The point on the line 3x+2y+9=0 which is closest to the point (2, −1) is a) (1, −6) b)-2,3/2 c) (−1, −3) d) (1, −2). please give explanation of your answer
Answers
Let the required point be (p, q).
The closest point (2, - 1) must lie on the perpendicular straight line joining the points (p, q) and (2, - 1).

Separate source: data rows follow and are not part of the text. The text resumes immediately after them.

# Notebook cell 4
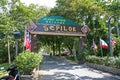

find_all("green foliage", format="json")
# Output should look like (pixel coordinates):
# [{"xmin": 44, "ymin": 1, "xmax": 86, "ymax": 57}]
[
  {"xmin": 0, "ymin": 63, "xmax": 9, "ymax": 77},
  {"xmin": 15, "ymin": 51, "xmax": 43, "ymax": 74},
  {"xmin": 85, "ymin": 56, "xmax": 120, "ymax": 68}
]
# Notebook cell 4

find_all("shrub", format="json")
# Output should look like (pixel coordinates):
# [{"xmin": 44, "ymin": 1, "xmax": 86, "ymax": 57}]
[
  {"xmin": 15, "ymin": 51, "xmax": 42, "ymax": 74},
  {"xmin": 85, "ymin": 56, "xmax": 120, "ymax": 68}
]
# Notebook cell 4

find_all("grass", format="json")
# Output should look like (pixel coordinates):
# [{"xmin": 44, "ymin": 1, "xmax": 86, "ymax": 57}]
[{"xmin": 0, "ymin": 63, "xmax": 9, "ymax": 77}]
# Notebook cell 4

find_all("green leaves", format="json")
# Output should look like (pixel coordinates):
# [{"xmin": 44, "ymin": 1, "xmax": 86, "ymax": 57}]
[{"xmin": 15, "ymin": 51, "xmax": 43, "ymax": 74}]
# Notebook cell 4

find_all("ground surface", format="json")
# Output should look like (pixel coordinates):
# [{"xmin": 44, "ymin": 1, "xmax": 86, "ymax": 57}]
[{"xmin": 39, "ymin": 55, "xmax": 119, "ymax": 80}]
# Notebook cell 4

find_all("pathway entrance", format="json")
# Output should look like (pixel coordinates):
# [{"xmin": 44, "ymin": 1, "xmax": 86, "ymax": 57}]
[{"xmin": 40, "ymin": 55, "xmax": 118, "ymax": 80}]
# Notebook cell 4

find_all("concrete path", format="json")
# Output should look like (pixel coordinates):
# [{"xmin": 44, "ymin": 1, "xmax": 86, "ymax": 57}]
[{"xmin": 39, "ymin": 56, "xmax": 119, "ymax": 80}]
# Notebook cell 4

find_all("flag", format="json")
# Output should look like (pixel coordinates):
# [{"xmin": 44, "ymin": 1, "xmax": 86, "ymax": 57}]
[
  {"xmin": 100, "ymin": 39, "xmax": 108, "ymax": 49},
  {"xmin": 24, "ymin": 30, "xmax": 31, "ymax": 51},
  {"xmin": 93, "ymin": 40, "xmax": 97, "ymax": 50},
  {"xmin": 110, "ymin": 36, "xmax": 116, "ymax": 46}
]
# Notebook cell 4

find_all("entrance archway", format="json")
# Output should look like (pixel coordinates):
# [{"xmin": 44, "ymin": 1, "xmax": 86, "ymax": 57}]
[{"xmin": 26, "ymin": 16, "xmax": 90, "ymax": 52}]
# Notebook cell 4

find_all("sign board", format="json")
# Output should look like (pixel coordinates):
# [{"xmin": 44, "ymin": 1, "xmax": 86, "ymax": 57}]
[{"xmin": 27, "ymin": 16, "xmax": 89, "ymax": 36}]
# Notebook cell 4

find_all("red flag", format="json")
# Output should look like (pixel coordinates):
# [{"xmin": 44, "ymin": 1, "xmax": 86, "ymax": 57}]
[
  {"xmin": 24, "ymin": 30, "xmax": 31, "ymax": 51},
  {"xmin": 93, "ymin": 40, "xmax": 97, "ymax": 50},
  {"xmin": 100, "ymin": 39, "xmax": 108, "ymax": 49}
]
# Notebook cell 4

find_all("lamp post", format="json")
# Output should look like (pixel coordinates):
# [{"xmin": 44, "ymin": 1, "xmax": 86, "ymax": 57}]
[{"xmin": 107, "ymin": 16, "xmax": 117, "ymax": 57}]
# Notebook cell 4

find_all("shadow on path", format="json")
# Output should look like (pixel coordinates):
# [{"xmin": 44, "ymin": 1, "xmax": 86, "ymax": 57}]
[{"xmin": 39, "ymin": 56, "xmax": 118, "ymax": 80}]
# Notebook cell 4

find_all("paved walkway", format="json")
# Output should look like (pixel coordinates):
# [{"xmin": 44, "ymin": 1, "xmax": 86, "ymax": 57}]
[{"xmin": 39, "ymin": 56, "xmax": 119, "ymax": 80}]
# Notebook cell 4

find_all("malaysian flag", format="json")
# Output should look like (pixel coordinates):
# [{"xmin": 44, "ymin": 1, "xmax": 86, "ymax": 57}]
[
  {"xmin": 110, "ymin": 36, "xmax": 116, "ymax": 46},
  {"xmin": 24, "ymin": 29, "xmax": 31, "ymax": 51},
  {"xmin": 93, "ymin": 40, "xmax": 98, "ymax": 50},
  {"xmin": 100, "ymin": 39, "xmax": 108, "ymax": 49}
]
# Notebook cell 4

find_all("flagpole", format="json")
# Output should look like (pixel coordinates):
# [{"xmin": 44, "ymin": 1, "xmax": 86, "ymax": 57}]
[{"xmin": 100, "ymin": 38, "xmax": 103, "ymax": 57}]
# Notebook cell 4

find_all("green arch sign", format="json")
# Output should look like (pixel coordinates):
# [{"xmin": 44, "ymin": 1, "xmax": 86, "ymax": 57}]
[
  {"xmin": 38, "ymin": 16, "xmax": 80, "ymax": 26},
  {"xmin": 27, "ymin": 16, "xmax": 90, "ymax": 36}
]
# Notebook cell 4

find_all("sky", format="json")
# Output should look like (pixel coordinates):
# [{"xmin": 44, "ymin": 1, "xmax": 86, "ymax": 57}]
[{"xmin": 21, "ymin": 0, "xmax": 56, "ymax": 8}]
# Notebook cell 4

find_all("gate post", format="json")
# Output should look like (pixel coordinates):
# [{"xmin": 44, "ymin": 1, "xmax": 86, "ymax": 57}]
[{"xmin": 31, "ymin": 34, "xmax": 38, "ymax": 53}]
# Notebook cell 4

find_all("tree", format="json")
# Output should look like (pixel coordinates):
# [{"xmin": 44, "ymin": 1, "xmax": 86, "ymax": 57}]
[{"xmin": 0, "ymin": 0, "xmax": 49, "ymax": 62}]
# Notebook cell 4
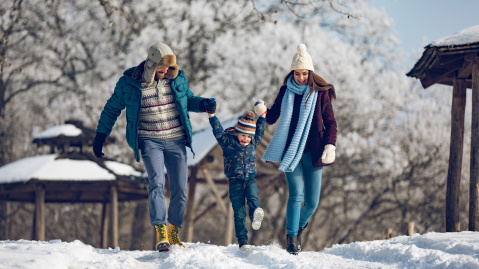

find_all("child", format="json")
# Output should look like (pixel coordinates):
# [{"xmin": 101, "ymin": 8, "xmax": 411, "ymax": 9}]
[{"xmin": 208, "ymin": 100, "xmax": 266, "ymax": 250}]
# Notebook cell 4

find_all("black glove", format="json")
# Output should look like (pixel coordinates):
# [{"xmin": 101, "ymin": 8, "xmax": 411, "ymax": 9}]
[
  {"xmin": 93, "ymin": 133, "xmax": 107, "ymax": 159},
  {"xmin": 200, "ymin": 98, "xmax": 216, "ymax": 114}
]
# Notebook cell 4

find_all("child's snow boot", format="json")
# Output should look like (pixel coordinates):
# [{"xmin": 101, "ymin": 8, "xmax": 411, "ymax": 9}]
[
  {"xmin": 296, "ymin": 223, "xmax": 308, "ymax": 251},
  {"xmin": 251, "ymin": 207, "xmax": 264, "ymax": 230},
  {"xmin": 155, "ymin": 224, "xmax": 170, "ymax": 252},
  {"xmin": 168, "ymin": 223, "xmax": 185, "ymax": 248},
  {"xmin": 286, "ymin": 235, "xmax": 299, "ymax": 255},
  {"xmin": 238, "ymin": 240, "xmax": 251, "ymax": 251}
]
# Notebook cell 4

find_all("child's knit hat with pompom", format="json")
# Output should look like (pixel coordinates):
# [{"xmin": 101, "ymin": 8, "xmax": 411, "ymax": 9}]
[
  {"xmin": 235, "ymin": 111, "xmax": 256, "ymax": 136},
  {"xmin": 291, "ymin": 44, "xmax": 314, "ymax": 72}
]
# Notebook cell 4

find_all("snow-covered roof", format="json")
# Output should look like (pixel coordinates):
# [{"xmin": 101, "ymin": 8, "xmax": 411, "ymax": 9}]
[
  {"xmin": 33, "ymin": 124, "xmax": 82, "ymax": 139},
  {"xmin": 187, "ymin": 113, "xmax": 244, "ymax": 166},
  {"xmin": 0, "ymin": 113, "xmax": 243, "ymax": 184},
  {"xmin": 406, "ymin": 25, "xmax": 479, "ymax": 88},
  {"xmin": 430, "ymin": 25, "xmax": 479, "ymax": 47},
  {"xmin": 0, "ymin": 154, "xmax": 141, "ymax": 183}
]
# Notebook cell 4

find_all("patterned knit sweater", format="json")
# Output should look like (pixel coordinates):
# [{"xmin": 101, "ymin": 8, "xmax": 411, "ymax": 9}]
[{"xmin": 138, "ymin": 79, "xmax": 186, "ymax": 140}]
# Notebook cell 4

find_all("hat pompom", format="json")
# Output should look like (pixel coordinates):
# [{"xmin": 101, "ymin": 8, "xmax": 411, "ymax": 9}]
[
  {"xmin": 298, "ymin": 44, "xmax": 306, "ymax": 52},
  {"xmin": 244, "ymin": 111, "xmax": 254, "ymax": 120},
  {"xmin": 235, "ymin": 111, "xmax": 256, "ymax": 136}
]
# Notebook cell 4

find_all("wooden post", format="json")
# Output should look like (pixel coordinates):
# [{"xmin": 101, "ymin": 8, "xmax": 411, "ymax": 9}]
[
  {"xmin": 185, "ymin": 167, "xmax": 197, "ymax": 242},
  {"xmin": 469, "ymin": 57, "xmax": 479, "ymax": 231},
  {"xmin": 225, "ymin": 203, "xmax": 235, "ymax": 246},
  {"xmin": 100, "ymin": 203, "xmax": 110, "ymax": 248},
  {"xmin": 110, "ymin": 186, "xmax": 118, "ymax": 247},
  {"xmin": 33, "ymin": 185, "xmax": 45, "ymax": 241},
  {"xmin": 386, "ymin": 228, "xmax": 393, "ymax": 239},
  {"xmin": 407, "ymin": 221, "xmax": 414, "ymax": 233},
  {"xmin": 201, "ymin": 168, "xmax": 228, "ymax": 214},
  {"xmin": 446, "ymin": 79, "xmax": 466, "ymax": 232}
]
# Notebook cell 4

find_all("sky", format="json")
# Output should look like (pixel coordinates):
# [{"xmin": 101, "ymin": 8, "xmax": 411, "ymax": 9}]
[
  {"xmin": 0, "ymin": 232, "xmax": 479, "ymax": 269},
  {"xmin": 370, "ymin": 0, "xmax": 479, "ymax": 59}
]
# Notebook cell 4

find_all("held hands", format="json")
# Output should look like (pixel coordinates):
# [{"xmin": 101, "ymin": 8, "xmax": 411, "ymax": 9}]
[
  {"xmin": 200, "ymin": 98, "xmax": 216, "ymax": 114},
  {"xmin": 93, "ymin": 133, "xmax": 107, "ymax": 159},
  {"xmin": 254, "ymin": 100, "xmax": 266, "ymax": 117},
  {"xmin": 321, "ymin": 144, "xmax": 336, "ymax": 164}
]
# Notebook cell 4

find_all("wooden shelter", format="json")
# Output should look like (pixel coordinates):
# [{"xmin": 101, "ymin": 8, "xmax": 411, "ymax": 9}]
[
  {"xmin": 406, "ymin": 25, "xmax": 479, "ymax": 232},
  {"xmin": 0, "ymin": 122, "xmax": 148, "ymax": 248},
  {"xmin": 0, "ymin": 116, "xmax": 284, "ymax": 248}
]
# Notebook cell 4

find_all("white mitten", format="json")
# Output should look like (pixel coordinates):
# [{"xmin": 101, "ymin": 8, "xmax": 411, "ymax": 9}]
[
  {"xmin": 321, "ymin": 144, "xmax": 336, "ymax": 164},
  {"xmin": 254, "ymin": 100, "xmax": 266, "ymax": 116}
]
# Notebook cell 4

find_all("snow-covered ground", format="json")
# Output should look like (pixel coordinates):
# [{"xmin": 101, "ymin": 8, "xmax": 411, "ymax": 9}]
[{"xmin": 0, "ymin": 232, "xmax": 479, "ymax": 269}]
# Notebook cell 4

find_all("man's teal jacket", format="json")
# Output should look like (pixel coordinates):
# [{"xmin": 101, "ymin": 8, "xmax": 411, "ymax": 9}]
[{"xmin": 96, "ymin": 64, "xmax": 205, "ymax": 162}]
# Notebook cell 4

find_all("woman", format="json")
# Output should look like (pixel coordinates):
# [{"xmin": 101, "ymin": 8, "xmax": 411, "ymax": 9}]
[{"xmin": 263, "ymin": 44, "xmax": 337, "ymax": 255}]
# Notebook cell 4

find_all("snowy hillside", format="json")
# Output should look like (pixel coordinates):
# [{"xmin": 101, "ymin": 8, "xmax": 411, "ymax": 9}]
[{"xmin": 0, "ymin": 232, "xmax": 479, "ymax": 269}]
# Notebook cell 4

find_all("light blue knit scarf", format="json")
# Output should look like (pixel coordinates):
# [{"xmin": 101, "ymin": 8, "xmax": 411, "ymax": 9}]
[{"xmin": 263, "ymin": 76, "xmax": 318, "ymax": 172}]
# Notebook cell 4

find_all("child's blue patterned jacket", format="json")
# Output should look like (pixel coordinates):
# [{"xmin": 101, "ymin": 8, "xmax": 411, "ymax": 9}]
[{"xmin": 210, "ymin": 116, "xmax": 266, "ymax": 181}]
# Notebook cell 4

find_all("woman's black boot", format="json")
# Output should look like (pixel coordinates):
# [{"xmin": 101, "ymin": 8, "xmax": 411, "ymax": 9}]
[
  {"xmin": 296, "ymin": 223, "xmax": 308, "ymax": 251},
  {"xmin": 286, "ymin": 235, "xmax": 299, "ymax": 255}
]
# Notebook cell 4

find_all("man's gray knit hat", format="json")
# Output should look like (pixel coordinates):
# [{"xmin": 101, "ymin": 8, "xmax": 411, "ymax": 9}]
[
  {"xmin": 143, "ymin": 42, "xmax": 178, "ymax": 84},
  {"xmin": 291, "ymin": 44, "xmax": 314, "ymax": 72}
]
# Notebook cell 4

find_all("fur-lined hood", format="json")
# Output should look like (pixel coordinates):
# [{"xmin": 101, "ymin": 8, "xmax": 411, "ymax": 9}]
[{"xmin": 131, "ymin": 59, "xmax": 180, "ymax": 82}]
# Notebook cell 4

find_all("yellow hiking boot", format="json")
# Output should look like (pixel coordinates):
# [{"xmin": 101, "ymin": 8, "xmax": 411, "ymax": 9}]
[
  {"xmin": 168, "ymin": 223, "xmax": 185, "ymax": 248},
  {"xmin": 155, "ymin": 224, "xmax": 170, "ymax": 252}
]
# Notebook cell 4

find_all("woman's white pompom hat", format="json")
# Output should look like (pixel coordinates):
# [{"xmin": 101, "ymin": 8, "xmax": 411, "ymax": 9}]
[{"xmin": 291, "ymin": 44, "xmax": 314, "ymax": 72}]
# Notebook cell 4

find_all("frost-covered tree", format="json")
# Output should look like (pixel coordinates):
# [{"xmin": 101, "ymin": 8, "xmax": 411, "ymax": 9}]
[{"xmin": 0, "ymin": 0, "xmax": 468, "ymax": 250}]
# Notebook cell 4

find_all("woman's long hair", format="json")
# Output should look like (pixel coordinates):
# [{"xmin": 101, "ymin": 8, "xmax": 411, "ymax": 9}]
[{"xmin": 283, "ymin": 70, "xmax": 336, "ymax": 105}]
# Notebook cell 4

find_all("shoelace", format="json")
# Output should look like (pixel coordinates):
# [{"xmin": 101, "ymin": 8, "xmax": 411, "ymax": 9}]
[
  {"xmin": 155, "ymin": 225, "xmax": 167, "ymax": 239},
  {"xmin": 171, "ymin": 226, "xmax": 181, "ymax": 244}
]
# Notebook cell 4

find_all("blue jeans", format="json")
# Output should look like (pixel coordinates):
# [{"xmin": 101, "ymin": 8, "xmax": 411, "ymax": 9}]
[
  {"xmin": 284, "ymin": 152, "xmax": 323, "ymax": 237},
  {"xmin": 229, "ymin": 178, "xmax": 260, "ymax": 243},
  {"xmin": 140, "ymin": 139, "xmax": 188, "ymax": 227}
]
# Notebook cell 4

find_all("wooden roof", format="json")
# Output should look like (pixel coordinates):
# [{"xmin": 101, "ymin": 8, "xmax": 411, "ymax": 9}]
[{"xmin": 406, "ymin": 42, "xmax": 479, "ymax": 88}]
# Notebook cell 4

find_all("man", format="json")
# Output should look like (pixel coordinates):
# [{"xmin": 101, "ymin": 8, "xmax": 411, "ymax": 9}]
[{"xmin": 93, "ymin": 43, "xmax": 216, "ymax": 251}]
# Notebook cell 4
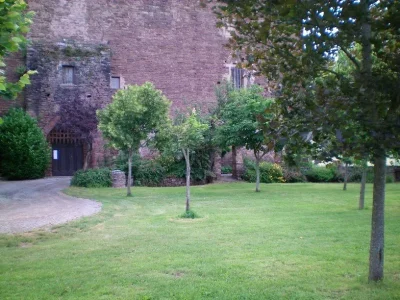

Since (p, q) lies on 3x + 2y + 9 = 0,
3p + 2q + 9 = 0 ..... (i)
Gradient of the straight line joining the points (p, q) and (2, - 1) is (q + 1)/(p - 2), and that of the straight line 3x + 2y + 9 = 0 is (- 3/2).
Then,
(q + 1)/(p - 2) * (- 3/2) = - 1
or, 3 (q + 1) = 2 (p - 2)
or, 3q + 3 = 2p - 4
or, 2p - 3q - 7 = 0 ..... (ii)
We have two equations:
3p + 2q + 9 = 0 ..... (i)
2p - 3q - 7 = 0 ..... (ii)
Multiplying (i) by 3 and (ii) by 2, we get:
9p + 6q + 27 = 0
4p - 6q - 14 = 0
On adding, we get:
13p + 13 = 0
i.e., p = - 1
Then q = - 3
Therefore the closest point on the straight line 3x + 2y + 9 = 0 is (- 1, - 3).